くじら

肉の蝋人形のくじらのレビュー・感想・評価

肉の蝋人形(1953年製作の映画)
3.7
『蝋人形の館』が面白すぎたのでオリジナルも……くらいのつもりだったけど、これも面白すぎる!!!!!!

燃え盛る館と溶けゆく蝋人形のなんと美しいことか!!!(しかもそれが最序盤)
アクションや崩壊のタイミング、溶け方、どれをとっても天才的。
そして爆発で終わるなんて、どんな大サービスよ。

その後も描かれる小粒な人間模様が丁寧で魅入られる。
若い女たちが可愛すぎてちょっと涙出ちゃった。1950年代の、あざとい女と賢い女のフレンドシップ。

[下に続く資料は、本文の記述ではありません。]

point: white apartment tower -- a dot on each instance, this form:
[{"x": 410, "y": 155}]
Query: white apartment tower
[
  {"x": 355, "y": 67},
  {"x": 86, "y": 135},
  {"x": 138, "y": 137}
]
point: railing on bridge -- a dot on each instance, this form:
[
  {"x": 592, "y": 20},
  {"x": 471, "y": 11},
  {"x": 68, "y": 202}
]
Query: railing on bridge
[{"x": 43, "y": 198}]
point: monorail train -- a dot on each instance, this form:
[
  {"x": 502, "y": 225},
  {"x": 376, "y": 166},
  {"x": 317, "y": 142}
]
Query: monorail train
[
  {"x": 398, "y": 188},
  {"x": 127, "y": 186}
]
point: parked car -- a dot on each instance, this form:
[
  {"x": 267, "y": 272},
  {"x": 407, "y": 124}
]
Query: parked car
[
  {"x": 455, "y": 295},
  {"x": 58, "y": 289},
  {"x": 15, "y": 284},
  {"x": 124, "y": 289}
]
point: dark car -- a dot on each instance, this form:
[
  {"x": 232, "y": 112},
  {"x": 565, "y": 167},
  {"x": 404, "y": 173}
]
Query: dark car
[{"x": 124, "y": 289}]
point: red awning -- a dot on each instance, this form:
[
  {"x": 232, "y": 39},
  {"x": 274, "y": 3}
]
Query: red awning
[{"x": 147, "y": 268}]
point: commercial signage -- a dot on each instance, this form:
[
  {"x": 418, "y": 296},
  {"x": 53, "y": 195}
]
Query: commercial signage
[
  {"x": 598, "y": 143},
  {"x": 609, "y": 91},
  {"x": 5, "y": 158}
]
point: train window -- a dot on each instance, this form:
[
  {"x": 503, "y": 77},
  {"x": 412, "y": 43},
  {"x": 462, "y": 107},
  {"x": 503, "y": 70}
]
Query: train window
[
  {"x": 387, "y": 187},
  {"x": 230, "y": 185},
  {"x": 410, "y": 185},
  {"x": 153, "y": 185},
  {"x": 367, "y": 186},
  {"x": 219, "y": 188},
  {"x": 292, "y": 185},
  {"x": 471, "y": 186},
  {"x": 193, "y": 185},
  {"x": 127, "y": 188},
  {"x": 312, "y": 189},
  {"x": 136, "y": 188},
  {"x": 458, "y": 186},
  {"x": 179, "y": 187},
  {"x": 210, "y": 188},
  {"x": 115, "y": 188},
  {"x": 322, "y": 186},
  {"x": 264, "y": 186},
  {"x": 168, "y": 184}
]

舞台のようなライティング。恐怖のオブジェを順番に見ていくカメラワーク。
本当に楽しい。

蝋の仮面が割れたところなんて怖くてちゃんとゾッとした。普通に怖い。

2000年代の『蝋人形の館』と今作『肉の蝋人形』を比べると、
前者は〈機能不全の家族の復興〉が主軸にあったように見えるのに対して、
後者は〈孤独な芸術家の破滅〉からの純粋な怪物映画に徹底している様子。そして見せ所もだいぶ違う。個人的には純然たる舞台的な映画として今作のが好みかもしれない。